When I am facilitating couples in marital counseling, what I notice the most is that I am really mentoring a little girl and a little boy. That is who shows up for the retreat. I work with clients on the old beliefs that their inner children created and are acting out. The first day of the couples counseling retreat is about seriously looking at those wounded areas that caused the old belief and how they are still living in this little girl or little boy.
Most of my clients are pretty shocked in regards to their behaviors.
When we are acting out of this wounded place, we behave just like a child. If we can’t recognize this pattern, we will never grow up! Usually if you are married to a little boy instead of a grown man, it is a mirror that you too are still a little girl. This is not such a fun awareness to have. I have women who call me about the couples retreat who want their partner to grow up and start being responsible. When I hear this, I start to look for where she is still a child. Usually this behavior is pretty easy to find.

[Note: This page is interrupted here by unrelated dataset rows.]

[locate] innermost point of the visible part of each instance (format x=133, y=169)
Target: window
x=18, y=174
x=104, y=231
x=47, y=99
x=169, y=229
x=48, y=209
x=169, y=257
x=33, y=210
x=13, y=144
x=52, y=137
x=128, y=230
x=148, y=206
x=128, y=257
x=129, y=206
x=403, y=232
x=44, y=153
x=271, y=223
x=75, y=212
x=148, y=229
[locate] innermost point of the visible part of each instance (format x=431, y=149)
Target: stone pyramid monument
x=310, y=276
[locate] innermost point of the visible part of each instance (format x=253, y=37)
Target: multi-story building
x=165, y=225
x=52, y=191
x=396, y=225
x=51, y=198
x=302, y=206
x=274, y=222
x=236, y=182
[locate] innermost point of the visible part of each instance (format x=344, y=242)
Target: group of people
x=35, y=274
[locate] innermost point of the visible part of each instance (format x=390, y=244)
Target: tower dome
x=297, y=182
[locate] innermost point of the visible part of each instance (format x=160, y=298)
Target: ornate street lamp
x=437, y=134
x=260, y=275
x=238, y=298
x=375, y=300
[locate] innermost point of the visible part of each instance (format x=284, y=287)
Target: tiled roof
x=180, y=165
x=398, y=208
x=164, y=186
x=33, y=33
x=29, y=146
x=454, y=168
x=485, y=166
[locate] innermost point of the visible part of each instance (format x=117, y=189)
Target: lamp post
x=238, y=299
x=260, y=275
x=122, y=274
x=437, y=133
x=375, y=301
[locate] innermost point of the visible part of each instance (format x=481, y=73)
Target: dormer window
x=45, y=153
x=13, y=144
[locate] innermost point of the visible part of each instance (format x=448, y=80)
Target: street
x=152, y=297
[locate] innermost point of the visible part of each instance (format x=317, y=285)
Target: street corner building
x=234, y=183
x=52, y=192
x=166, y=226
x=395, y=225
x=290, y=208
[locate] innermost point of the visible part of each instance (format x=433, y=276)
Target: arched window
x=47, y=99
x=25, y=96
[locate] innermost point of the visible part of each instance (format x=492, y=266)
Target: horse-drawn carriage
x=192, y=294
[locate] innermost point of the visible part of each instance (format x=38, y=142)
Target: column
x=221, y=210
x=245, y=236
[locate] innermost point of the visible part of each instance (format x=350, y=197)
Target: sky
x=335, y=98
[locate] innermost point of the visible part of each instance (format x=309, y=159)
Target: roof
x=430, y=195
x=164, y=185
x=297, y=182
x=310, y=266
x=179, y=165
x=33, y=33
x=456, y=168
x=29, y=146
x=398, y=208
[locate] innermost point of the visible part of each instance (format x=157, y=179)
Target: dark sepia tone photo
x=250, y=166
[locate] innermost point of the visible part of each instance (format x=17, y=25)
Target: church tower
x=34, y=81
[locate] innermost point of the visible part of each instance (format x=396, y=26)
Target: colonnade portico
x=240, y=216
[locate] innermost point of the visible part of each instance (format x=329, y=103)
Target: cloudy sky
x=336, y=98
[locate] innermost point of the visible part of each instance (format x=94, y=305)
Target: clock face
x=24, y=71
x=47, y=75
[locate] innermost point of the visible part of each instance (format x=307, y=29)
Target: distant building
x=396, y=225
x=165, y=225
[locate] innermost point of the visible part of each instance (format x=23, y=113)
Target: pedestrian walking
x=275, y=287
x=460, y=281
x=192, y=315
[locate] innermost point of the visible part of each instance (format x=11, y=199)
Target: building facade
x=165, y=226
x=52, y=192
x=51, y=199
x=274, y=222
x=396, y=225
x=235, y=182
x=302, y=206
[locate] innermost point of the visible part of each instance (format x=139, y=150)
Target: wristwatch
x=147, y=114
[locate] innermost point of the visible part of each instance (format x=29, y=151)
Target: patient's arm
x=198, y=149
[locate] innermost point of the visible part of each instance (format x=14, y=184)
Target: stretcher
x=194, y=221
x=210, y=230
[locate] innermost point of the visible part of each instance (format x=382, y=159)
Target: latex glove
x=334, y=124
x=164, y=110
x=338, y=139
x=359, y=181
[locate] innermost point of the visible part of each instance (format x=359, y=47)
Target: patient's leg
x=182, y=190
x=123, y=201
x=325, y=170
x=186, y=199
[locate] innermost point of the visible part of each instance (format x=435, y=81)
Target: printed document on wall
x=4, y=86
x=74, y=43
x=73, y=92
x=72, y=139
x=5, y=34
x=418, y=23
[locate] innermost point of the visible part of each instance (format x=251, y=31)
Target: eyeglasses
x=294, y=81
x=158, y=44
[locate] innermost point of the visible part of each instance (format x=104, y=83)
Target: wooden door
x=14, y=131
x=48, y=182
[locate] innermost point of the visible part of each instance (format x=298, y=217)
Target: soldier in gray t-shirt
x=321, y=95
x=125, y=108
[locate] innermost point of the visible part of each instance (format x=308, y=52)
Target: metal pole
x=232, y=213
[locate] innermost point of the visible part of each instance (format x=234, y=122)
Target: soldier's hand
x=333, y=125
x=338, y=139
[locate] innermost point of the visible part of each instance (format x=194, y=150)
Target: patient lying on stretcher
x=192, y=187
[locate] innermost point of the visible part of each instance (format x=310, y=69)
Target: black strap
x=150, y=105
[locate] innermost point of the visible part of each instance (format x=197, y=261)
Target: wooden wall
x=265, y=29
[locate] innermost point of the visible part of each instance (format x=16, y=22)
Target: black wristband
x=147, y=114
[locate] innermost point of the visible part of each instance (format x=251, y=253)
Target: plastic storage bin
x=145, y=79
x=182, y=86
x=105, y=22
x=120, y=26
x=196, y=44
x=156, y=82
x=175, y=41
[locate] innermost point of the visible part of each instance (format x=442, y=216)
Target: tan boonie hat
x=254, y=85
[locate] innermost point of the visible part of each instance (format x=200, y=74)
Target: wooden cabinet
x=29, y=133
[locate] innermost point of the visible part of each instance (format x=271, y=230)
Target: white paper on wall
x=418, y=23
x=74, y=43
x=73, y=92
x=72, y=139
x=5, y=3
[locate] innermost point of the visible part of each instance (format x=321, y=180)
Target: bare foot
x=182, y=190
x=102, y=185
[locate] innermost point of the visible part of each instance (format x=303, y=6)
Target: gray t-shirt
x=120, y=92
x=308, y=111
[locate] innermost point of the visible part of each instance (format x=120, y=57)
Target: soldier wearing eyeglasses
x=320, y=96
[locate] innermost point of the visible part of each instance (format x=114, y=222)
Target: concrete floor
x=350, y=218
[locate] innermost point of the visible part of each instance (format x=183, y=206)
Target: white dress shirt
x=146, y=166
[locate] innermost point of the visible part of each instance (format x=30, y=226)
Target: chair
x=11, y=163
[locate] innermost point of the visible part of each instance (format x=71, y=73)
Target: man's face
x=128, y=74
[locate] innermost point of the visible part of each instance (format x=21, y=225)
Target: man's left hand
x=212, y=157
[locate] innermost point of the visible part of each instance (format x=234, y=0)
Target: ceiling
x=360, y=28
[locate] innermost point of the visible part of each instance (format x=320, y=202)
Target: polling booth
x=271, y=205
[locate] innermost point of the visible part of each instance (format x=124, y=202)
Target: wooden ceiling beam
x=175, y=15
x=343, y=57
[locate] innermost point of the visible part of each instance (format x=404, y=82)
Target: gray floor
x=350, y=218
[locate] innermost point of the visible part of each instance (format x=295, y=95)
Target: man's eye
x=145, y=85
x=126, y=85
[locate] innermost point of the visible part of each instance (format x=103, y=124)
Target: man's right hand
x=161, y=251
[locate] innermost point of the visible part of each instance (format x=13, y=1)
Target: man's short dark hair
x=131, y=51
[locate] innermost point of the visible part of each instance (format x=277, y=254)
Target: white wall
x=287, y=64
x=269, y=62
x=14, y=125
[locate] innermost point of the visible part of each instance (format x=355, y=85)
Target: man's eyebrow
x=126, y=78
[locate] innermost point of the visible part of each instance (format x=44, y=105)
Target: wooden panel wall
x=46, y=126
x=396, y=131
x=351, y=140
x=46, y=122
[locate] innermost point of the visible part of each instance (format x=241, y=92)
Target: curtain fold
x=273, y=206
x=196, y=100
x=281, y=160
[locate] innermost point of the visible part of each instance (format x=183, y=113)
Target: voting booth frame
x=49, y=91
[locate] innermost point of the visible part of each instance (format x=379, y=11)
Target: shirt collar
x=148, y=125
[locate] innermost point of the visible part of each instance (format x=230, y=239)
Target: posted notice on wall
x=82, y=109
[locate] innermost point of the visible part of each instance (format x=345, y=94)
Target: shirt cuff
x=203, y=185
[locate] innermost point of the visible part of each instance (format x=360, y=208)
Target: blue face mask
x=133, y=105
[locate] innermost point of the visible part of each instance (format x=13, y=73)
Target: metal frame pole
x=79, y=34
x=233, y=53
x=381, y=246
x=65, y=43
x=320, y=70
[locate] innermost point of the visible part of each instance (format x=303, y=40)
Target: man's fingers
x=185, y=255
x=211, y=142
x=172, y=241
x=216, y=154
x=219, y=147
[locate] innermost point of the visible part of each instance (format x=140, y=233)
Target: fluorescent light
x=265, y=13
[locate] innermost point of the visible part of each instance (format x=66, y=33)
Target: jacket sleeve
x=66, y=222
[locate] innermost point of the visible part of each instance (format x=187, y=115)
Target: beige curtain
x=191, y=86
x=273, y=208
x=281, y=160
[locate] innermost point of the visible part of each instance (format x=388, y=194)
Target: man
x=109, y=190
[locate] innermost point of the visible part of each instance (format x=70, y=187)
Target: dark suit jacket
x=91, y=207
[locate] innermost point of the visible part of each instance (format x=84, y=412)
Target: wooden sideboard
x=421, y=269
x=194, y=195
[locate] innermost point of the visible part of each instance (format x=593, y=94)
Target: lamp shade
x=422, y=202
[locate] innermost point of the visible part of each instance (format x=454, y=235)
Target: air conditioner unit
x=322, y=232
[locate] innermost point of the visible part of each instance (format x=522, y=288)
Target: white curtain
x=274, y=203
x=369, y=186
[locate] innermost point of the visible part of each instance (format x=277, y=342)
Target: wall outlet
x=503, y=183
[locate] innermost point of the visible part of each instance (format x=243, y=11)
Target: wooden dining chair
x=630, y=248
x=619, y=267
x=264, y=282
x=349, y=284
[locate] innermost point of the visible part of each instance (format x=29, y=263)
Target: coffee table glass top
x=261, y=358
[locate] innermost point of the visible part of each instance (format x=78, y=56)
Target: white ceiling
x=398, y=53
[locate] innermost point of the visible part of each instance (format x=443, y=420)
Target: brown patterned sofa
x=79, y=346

The first behavior of a little girl in relationship with a little boy is that she is looking for him to change to make her feel better. “If he would just be more responsible, our relationship would be much better.” This behavior is making someone else responsible for your happiness. A grown woman knows she is the only one that can be responsible for the way she feels. So, if you are projecting onto your partner to get him to do, say or be different to make you feel better, that is a very childish behavior.
A grown woman knows she is responsible for her own emotional, physical, and financial well-being. She knows that her safety does not lie in anyone else’s hands.
If you ever find yourself in communication with your partner and you are trying to fix him, or defend your position, you are in your little girl. When we try to change our partner or other people, it’s because we feel that we can’t be happy or safe unless they change. This is an old belief and simply not the truth. This is where we can let that inner child know that this is a lie; that our happiness and safety isn’t out there, it is inside of us.
If you find yourself needing to change and fix your partner, marital counseling would completely shift this behavior and allow you to have a more open and loving relationship.
Isn’t being deeply connected to our partner what we truly desire?